Extracting tables with varying number of items from pdf using Document Understanding

I am using Document Understanding (Form Extractor) to extract tables from pdf files. The items in the table are varying for example some pdf’s have tables which contain 6 items:

whereas some pdf’s contain tables that have only 1 item.

So if I create a template based on the 6 item pdf file then for the file which has 1 item in the table it is not extracting properly:

4 items.xlsx (9.3 KB)

1 item.xlsx (9.0 KB)

In the above excel files, the “4 file” is the data extracted from the pdf file on which the template was created and hence it is extracting properly. But for the other pdf file which contains only 1 item, the extraction is not proper. Some of the headers are not extracted.

Any solution to this?

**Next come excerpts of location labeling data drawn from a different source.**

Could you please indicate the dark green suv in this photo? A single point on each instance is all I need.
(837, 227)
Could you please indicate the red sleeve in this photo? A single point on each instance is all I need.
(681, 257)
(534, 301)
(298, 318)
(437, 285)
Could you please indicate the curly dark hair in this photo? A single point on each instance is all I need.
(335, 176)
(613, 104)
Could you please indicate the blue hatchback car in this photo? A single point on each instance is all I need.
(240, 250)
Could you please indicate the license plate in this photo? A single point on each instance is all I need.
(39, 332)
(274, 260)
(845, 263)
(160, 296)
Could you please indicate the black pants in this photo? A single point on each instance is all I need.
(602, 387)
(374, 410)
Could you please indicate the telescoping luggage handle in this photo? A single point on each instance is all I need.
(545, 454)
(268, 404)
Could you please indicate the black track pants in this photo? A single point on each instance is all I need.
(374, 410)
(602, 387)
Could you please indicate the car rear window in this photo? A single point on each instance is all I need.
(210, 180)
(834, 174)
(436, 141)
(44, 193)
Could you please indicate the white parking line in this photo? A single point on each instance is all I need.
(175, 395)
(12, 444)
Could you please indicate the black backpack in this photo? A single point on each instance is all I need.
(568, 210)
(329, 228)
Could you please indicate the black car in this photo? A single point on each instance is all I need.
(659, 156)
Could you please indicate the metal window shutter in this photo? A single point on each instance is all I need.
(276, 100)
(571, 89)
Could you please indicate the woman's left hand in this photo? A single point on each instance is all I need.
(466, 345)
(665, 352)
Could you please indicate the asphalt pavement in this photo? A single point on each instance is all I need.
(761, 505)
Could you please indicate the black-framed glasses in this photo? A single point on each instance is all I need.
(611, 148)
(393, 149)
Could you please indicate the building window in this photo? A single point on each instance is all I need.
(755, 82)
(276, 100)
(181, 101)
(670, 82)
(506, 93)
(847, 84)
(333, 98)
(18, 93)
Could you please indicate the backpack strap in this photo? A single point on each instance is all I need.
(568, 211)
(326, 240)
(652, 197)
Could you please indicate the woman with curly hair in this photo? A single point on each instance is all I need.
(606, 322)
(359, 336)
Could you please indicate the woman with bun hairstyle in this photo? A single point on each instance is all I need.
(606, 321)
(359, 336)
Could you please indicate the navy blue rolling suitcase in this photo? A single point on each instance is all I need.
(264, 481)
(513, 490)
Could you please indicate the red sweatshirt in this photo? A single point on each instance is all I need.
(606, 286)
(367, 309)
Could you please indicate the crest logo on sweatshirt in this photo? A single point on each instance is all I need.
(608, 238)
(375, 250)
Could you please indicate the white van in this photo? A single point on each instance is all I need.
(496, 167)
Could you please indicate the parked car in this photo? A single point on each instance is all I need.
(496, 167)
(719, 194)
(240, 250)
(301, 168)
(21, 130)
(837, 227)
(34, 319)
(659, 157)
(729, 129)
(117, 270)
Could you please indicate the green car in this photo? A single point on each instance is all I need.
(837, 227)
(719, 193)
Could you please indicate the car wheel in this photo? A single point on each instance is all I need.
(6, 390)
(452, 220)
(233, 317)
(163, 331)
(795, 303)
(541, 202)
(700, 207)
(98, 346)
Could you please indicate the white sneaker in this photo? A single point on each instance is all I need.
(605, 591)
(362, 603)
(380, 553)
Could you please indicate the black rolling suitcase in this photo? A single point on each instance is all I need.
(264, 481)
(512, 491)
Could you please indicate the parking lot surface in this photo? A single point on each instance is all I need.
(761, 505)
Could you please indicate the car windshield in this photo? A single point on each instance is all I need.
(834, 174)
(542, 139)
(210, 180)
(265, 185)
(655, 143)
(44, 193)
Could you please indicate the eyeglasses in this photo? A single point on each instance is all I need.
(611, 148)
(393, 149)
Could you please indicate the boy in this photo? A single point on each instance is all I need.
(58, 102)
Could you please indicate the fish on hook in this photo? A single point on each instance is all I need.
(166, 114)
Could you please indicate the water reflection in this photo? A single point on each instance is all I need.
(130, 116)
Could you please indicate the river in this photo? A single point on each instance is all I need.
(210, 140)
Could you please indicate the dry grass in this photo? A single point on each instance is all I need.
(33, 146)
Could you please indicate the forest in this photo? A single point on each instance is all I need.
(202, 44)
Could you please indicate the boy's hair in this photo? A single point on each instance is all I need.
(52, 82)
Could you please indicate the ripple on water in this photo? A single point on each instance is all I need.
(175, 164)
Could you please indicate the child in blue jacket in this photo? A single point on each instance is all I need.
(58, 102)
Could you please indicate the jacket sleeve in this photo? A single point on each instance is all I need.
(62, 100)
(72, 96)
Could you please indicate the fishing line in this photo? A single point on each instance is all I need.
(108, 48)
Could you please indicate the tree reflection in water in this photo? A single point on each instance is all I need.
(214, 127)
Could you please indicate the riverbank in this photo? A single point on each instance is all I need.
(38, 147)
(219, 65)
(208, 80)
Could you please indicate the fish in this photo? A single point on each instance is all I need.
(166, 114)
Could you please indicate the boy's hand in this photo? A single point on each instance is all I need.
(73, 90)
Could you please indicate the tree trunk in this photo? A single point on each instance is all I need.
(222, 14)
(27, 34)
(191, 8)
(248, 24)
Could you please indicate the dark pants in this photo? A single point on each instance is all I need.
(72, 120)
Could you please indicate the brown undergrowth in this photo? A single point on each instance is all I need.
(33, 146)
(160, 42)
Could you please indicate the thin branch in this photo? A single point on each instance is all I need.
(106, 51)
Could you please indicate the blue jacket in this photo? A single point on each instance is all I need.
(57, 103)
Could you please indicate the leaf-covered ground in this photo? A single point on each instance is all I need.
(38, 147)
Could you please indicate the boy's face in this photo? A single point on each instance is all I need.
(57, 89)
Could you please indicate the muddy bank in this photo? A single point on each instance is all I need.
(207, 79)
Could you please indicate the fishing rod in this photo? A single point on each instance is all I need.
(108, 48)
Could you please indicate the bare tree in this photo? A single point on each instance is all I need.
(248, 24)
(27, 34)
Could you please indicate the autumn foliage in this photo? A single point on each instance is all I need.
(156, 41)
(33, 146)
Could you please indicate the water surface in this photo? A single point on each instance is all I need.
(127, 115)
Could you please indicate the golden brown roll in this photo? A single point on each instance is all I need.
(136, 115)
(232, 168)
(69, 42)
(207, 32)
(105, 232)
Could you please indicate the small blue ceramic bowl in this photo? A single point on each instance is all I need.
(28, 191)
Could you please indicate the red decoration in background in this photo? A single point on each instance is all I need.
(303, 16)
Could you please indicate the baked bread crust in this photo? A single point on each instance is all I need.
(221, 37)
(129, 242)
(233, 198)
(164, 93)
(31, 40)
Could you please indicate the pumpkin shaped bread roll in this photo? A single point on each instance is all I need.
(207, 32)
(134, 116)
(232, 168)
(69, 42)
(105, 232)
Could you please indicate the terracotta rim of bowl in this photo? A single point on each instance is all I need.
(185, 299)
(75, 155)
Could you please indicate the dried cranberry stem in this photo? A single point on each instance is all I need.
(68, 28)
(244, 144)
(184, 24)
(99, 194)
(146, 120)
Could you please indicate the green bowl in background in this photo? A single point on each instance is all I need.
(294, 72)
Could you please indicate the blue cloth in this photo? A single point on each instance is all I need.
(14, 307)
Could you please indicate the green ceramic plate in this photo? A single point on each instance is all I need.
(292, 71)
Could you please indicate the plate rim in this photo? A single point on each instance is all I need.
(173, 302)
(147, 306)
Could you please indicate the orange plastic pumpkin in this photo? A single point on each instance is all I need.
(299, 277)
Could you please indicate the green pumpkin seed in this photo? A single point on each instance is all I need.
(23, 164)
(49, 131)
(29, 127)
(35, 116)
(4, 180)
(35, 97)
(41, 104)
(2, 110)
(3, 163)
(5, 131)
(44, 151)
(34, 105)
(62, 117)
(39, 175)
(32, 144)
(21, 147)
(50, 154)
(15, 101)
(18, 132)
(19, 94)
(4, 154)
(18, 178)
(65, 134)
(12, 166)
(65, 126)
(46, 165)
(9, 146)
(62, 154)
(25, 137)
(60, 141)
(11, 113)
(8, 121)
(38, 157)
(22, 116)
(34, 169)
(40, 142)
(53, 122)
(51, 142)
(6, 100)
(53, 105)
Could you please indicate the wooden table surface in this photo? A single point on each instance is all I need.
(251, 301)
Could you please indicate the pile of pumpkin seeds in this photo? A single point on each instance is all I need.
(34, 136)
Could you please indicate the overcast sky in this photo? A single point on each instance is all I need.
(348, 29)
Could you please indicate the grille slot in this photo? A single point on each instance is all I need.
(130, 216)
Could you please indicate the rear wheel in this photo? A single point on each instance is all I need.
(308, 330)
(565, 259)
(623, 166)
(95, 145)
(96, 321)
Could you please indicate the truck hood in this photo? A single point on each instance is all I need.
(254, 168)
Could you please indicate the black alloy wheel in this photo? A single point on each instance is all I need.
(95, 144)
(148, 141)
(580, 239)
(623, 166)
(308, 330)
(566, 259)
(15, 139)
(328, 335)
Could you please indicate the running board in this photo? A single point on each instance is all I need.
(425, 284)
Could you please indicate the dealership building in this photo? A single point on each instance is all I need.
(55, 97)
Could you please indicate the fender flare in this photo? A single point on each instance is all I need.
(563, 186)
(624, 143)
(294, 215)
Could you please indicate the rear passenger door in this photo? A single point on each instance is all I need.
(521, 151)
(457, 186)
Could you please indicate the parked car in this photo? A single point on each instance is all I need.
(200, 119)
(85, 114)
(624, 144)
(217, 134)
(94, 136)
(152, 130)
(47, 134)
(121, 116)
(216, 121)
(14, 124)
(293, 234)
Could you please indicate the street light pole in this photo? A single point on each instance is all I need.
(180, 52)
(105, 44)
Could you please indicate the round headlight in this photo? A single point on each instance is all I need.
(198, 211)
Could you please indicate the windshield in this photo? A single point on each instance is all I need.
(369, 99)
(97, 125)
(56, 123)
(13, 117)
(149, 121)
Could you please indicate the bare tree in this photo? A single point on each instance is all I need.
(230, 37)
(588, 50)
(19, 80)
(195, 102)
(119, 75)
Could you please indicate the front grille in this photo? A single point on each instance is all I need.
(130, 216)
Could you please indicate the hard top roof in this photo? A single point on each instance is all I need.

Can I use Anchor in this or is it not possible?

thank you for your time and help!

Hi @shrey.shah

Can you give a try using “Intelligent Form Extractor” and train the document having multiple line items (6 items in your case).

And check the output for both the files.

Thanks.

@suraj.setty I tried with intelligent form extractor but it still extracts incorrectly!

Hi,

Did you try with ML Extractor by providing the Api key and End Point.

Please find the link for endpoints

Thanks.

@suraj.setty Hi as I mentioned in the question, all the pdf have multiple pages and the ML extractor has a limit of 2 pages and 4mb. So it wont accept pdf files with more than 2 pages

Hi @shrey.shah

Yes its limited to Community Plan.

If possible you can Request for an “Enterprise Trial” and try to extract using ML extractor.

I tried using the ML Extractor on an invoice which had only 1 page but there also it is giving the same problem @suraj.setty

If you have an enterprise plan you can go with Combination of AI Center and Document Understanding for accurate results.

@suraj.setty AI Center is used for training custom ML models right? Do I really need the Enterprise version for that?

Hi @shrey.shah

Yes Enterprise license is required to Train an ML model.

Thanks.